Erdoğan, her ne kadar medya ve sosyal medya üzerinden yürütülen kasıtlı kampanyalarla bu başarıyı gölgelemek isteyenler varsa da bilhassa kadınların hakikati gayet iyi bildiğini belirterek, şöyle devam etti:
"Devlet olarak kadına yönelik şiddetle mücadeleyi temel politikamız haline getirdik. Bu amaçla 2011 yılında Aile ve Sosyal Hizmetler Bakanlığımızı kurduk. Bakanlığımızın her çalışmasını yakından takip ederek, destekleyerek, samimiyetle sahiplenerek, hatta gerektiğinde mücadeleye bilfiil katılarak kadınların yanında yer aldığımızı gösterdik.

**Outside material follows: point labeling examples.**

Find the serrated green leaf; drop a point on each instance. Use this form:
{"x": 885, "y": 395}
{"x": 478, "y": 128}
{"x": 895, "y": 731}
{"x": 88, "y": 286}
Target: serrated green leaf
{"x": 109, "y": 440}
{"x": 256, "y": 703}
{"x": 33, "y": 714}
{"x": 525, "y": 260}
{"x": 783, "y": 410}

Bazıları bakanlığımızın adındaki aile kavramını öne sürerek, kadınlar için yaptığımız hizmetleri unutturmaya ve gölgelemeye çalışıyor." ifadelerini kullandı.
Ailenin kadınıyla, erkeğiyle, çocuğuyla, yaşlısıyla, toplumu oluşturan o devasa yapının kilit taşı olduğunu ifade eden Erdoğan, "Aile olmadan sadece birey olarak insanın varlığı eksik kalır. Ülkemizde aile kurumumuza yönelik saldırıların, kadınların haklarını savunmakla hiçbir ilgisinin olmadığının hepimiz farkındayız. Bu tür saldırıların gerisinde aileden başlayarak milli bünyemizi çökerterek, milletimizi var eden hasletleri ortadan kaldırma gayesi vardır. Huzurlu, güvenli, üyelerinin birbirine saygı duyduğu bir aile aynı zamanda kadına yönelik şiddete karşı en muhkem kalemizdir." diye konuştu.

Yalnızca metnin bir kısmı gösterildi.